This is the third in my series of articles on the new Average Income Regulation. In this article, I will review the requirements relating to the designation of units.
Designation of Imputed Income Limitations and Identification of Units
The final regulations require the initial designation of a unit to be made no later than when a unit is first occupied as a low-income unit. The regulations also revise the timing of the designation so that it is no longer required by the end of the first year of the credit period, and instead is based on when a unit is first occupied as a low-income unit. (Owners and managers should note that this may be before or after the beginning of the first year of the credit period). The designation must also be communicated annually to the HFA, and the HFA may establish the time and manner in which information is provided to it. This change will allow a taxpayer to make designations after having a chance to evaluate the market for a particular unit.
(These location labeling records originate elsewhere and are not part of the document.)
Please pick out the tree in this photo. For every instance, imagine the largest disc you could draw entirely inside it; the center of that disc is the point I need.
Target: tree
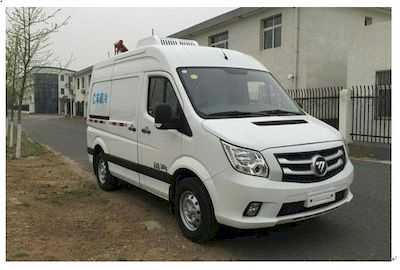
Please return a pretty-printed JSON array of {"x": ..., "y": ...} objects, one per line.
[
  {"x": 33, "y": 27},
  {"x": 12, "y": 74}
]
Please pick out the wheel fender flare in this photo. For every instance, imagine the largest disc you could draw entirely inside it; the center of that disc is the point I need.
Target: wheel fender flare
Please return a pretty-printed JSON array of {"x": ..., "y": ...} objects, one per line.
[
  {"x": 99, "y": 141},
  {"x": 190, "y": 164}
]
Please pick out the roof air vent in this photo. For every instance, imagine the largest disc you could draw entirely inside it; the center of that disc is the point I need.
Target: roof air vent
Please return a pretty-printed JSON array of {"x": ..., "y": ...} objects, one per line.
[{"x": 154, "y": 40}]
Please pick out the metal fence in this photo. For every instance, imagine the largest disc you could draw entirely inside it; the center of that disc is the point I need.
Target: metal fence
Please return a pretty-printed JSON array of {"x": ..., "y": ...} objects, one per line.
[
  {"x": 322, "y": 102},
  {"x": 372, "y": 114}
]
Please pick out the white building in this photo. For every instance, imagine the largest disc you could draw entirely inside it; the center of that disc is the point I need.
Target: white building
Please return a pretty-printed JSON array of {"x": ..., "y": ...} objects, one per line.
[
  {"x": 303, "y": 47},
  {"x": 49, "y": 91}
]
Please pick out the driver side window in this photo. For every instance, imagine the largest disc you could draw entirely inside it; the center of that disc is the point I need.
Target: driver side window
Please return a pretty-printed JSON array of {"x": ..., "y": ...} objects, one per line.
[{"x": 161, "y": 91}]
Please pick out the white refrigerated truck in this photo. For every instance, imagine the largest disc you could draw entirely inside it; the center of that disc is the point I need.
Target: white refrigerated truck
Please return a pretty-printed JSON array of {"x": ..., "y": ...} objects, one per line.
[{"x": 211, "y": 131}]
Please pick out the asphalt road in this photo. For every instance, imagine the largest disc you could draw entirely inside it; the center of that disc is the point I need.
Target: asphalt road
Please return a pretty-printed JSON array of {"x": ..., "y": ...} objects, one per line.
[{"x": 360, "y": 230}]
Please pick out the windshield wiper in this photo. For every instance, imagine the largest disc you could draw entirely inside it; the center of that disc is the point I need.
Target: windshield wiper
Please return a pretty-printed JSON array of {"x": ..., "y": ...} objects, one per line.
[
  {"x": 279, "y": 112},
  {"x": 236, "y": 113}
]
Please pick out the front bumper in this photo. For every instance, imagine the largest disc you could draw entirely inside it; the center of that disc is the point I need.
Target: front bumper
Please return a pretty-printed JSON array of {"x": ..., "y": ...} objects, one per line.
[{"x": 231, "y": 192}]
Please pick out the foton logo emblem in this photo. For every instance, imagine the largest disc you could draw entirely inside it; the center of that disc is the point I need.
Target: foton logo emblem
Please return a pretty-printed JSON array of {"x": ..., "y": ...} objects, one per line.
[{"x": 319, "y": 165}]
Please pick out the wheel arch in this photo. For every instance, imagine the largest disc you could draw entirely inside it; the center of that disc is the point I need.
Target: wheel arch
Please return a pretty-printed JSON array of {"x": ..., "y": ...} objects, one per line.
[{"x": 183, "y": 168}]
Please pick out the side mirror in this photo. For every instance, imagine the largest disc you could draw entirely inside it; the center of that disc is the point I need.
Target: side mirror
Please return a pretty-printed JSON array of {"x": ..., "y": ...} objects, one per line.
[
  {"x": 300, "y": 104},
  {"x": 163, "y": 117}
]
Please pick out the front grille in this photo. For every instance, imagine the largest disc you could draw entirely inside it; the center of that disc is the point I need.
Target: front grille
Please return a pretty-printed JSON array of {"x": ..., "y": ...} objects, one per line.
[
  {"x": 296, "y": 167},
  {"x": 298, "y": 207}
]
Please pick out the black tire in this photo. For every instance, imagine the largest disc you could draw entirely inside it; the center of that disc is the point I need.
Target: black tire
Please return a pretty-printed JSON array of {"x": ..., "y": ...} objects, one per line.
[
  {"x": 208, "y": 227},
  {"x": 108, "y": 183}
]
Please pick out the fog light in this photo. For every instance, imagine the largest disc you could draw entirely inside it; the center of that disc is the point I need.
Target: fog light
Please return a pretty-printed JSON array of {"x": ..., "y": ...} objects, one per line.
[{"x": 252, "y": 209}]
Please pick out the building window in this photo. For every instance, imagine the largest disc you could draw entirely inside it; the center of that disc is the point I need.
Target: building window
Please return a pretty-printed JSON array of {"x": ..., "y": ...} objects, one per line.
[
  {"x": 367, "y": 21},
  {"x": 272, "y": 32},
  {"x": 384, "y": 93},
  {"x": 219, "y": 40}
]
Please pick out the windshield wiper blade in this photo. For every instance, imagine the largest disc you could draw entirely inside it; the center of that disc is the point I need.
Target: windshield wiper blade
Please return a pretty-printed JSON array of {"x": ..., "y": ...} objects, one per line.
[
  {"x": 235, "y": 113},
  {"x": 279, "y": 112}
]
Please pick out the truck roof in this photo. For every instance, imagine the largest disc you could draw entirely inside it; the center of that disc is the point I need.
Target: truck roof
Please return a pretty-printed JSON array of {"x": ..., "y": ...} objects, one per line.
[{"x": 170, "y": 57}]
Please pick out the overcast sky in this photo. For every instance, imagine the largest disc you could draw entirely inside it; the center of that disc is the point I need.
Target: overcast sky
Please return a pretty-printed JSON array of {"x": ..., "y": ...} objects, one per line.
[{"x": 91, "y": 32}]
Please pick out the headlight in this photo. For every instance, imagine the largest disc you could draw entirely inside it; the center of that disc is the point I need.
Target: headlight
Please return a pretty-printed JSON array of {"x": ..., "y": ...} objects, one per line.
[{"x": 245, "y": 160}]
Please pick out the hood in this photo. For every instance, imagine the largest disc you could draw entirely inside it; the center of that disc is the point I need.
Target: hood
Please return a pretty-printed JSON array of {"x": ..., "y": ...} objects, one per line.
[{"x": 260, "y": 133}]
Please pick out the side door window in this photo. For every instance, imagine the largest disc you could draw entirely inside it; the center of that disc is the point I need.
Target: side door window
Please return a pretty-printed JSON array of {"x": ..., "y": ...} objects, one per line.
[{"x": 161, "y": 91}]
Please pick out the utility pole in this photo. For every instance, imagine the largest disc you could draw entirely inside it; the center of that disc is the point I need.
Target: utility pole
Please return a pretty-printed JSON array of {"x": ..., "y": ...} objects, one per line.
[{"x": 71, "y": 95}]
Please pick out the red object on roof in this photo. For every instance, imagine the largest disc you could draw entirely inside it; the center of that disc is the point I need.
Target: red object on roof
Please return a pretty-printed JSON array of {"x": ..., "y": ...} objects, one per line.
[{"x": 119, "y": 47}]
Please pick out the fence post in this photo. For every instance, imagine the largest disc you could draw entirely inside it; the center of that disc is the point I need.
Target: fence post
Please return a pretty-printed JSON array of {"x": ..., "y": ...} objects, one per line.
[{"x": 345, "y": 114}]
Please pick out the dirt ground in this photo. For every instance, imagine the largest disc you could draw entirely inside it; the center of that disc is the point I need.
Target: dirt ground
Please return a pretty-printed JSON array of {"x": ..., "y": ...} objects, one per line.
[{"x": 55, "y": 211}]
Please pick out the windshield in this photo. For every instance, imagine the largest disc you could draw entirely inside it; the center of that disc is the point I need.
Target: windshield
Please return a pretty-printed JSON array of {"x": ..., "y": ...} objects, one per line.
[{"x": 220, "y": 92}]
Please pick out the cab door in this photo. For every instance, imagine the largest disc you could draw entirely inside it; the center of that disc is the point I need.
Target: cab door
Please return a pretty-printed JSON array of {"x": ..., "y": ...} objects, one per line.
[{"x": 158, "y": 149}]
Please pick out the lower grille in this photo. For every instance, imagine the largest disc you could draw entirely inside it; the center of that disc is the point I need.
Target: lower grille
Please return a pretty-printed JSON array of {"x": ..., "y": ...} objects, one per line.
[
  {"x": 298, "y": 207},
  {"x": 296, "y": 167}
]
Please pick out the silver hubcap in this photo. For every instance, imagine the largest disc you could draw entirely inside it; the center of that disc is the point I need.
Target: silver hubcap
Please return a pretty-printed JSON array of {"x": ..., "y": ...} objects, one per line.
[
  {"x": 189, "y": 209},
  {"x": 102, "y": 171}
]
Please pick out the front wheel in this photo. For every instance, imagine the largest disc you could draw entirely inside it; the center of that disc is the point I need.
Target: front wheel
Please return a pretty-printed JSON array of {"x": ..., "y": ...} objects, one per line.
[{"x": 195, "y": 214}]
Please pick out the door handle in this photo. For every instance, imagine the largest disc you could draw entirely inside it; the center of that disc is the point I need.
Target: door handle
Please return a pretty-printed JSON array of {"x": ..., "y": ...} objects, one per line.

Importantly, the temporary regulations also provide Agencies with the discretion, on a case-by-case basis, to waive in writing any failure to comply with the temporary regulations’ recordkeeping and reporting requirements. The waiver may be done up to 180 days after discovery of the failure, whether by taxpayer or Agency. At the discretion of the applicable Agency, this waiver may treat the relevant requirements as having been satisfied.
Timing of Designations of Income Limitations
The final regulations permit the changing of a unit’s imputed income limitation in certain circumstances. For an unoccupied unit that is subject to a change in imputed income limitation, the final regulations provide that the taxpayer must designate the unit’s changed imputed income limitation prior to occupancy of that unit. For an occupied unit that is subject to a change in imputed income limitation, the taxpayer must designate the unit’s changed imputed income limitation prior to the end of the taxable year in which the change occurs.
Changing a Unit’s Imputed Income Designation
The proposed regulations did not allow income limitations to be changed after they had been designated.
Under the final regulations, a taxpayer may change the imputed income limitation designation of a previously designated low-income unit in any of the following circumstances:
(1) In accordance with future written instructions from the IRS.
(2) In accordance with an HFAs publicly available written procedures, if those procedures are available to all of the Agency’s projects that have elected the average income test.
(3) To comply with the requirements of the Americans With Disabilities Act of 1990; the Fair Housing Amendments Act of 1988; the Violence Against Women Act; the Rehabilitation Act of 1973; or any other State, Federal, or local law or program that protects tenants and that is identified by the IRS or an Agency in a manner described in (1) or (2) above. The tenant protections that apply to an average-income project and that redesignation may enhance do not necessarily have any specific connection to section 42.
For example, the protections may be ones that apply to all multifamily rental housing, or they may apply to the project at issue because some congressionally authorized spending supported the project with Federal financial assistance. Even if tenant protection does not legally apply to a particular average-income project but does apply to analogous multifamily rental housing, the owner of the project may redesignate income limitations to implement the protection for the project’s residents.
(4) To enable a current income-qualified tenant to move to a different unit within a project keeping the same income limitation (and thus the same maximum gross rent), with the newly occupied unit and the vacated unit exchanging income limitations.
(5) To restore the required average income limitation for purposes of identifying a qualified group of units either for purposes of satisfying the average income set aside or for purposes of identifying the units to be used in computing applicable fraction(s). This rule is limited to newly designated, or redesignated, units that are vacant or are occupied by a tenant that would satisfy the new, lower imputed income limitation.
Any new designation of units must be reported to the HFA in a manner required by the HFA. For example, an HFA may allow the project owner to describe a current year’s information by reporting differences from the prior year’s information or by reporting that there is no difference from the prior year.
As noted above, on a case-by-case basis, the Agency has the discretion to waive in writing any failure to comply with the reporting requirements up to 180 days after discovery of the failure, whether by the owner or Agency. If an Agency exercises this discretion, the reporting requirements will be considered to have been met.